On additive MDS codes with linear projections

TL;DR

This paper investigates conditions under which additive MDS codes over finite fields are equivalent to linear codes, providing new results for specific parameters and projection properties.

Contribution

It establishes that certain additive MDS codes with specific projection properties are equivalent to linear codes or linear over larger fields.

Findings

Additive MDS codes with three projection coordinates are linear under given conditions.

Codes with two disjoint projection subsets are equivalent to larger field linear codes.

Results depend on code parameters like length, dimension, and projection properties.

Abstract

We support some evidence that a long additive MDS code over a finite field must be equivalent to a linear code.
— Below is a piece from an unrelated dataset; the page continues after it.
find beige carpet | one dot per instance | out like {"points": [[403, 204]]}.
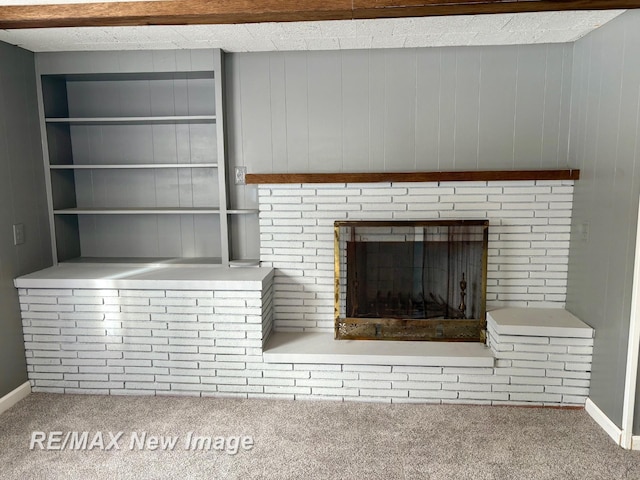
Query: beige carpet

More precisely, let $C$ be an $\mathbb F_q$-linear $(n,q^{hk},n-k+1)_{q^h}$ MDS code over $\mathbb F_{q^h}$. If $k=3$, $h \in \{2,3\}$, $n > \max \{q^{h-1},h q -1\} + 3$, and $C$ has three coordinates from which its projections are equivalent to linear codes, we prove that $C$ itself is equivalent to a linear code. If $k>3$, $n > q+k$, and there are two disjoint subsets of coordinates whose combined size is at most $k-2$ from which the projections of $C$ are equivalent to linear codes, we prove that $C$ is equivalent to a code which is linear over a larger field than $\mathbb F_q$.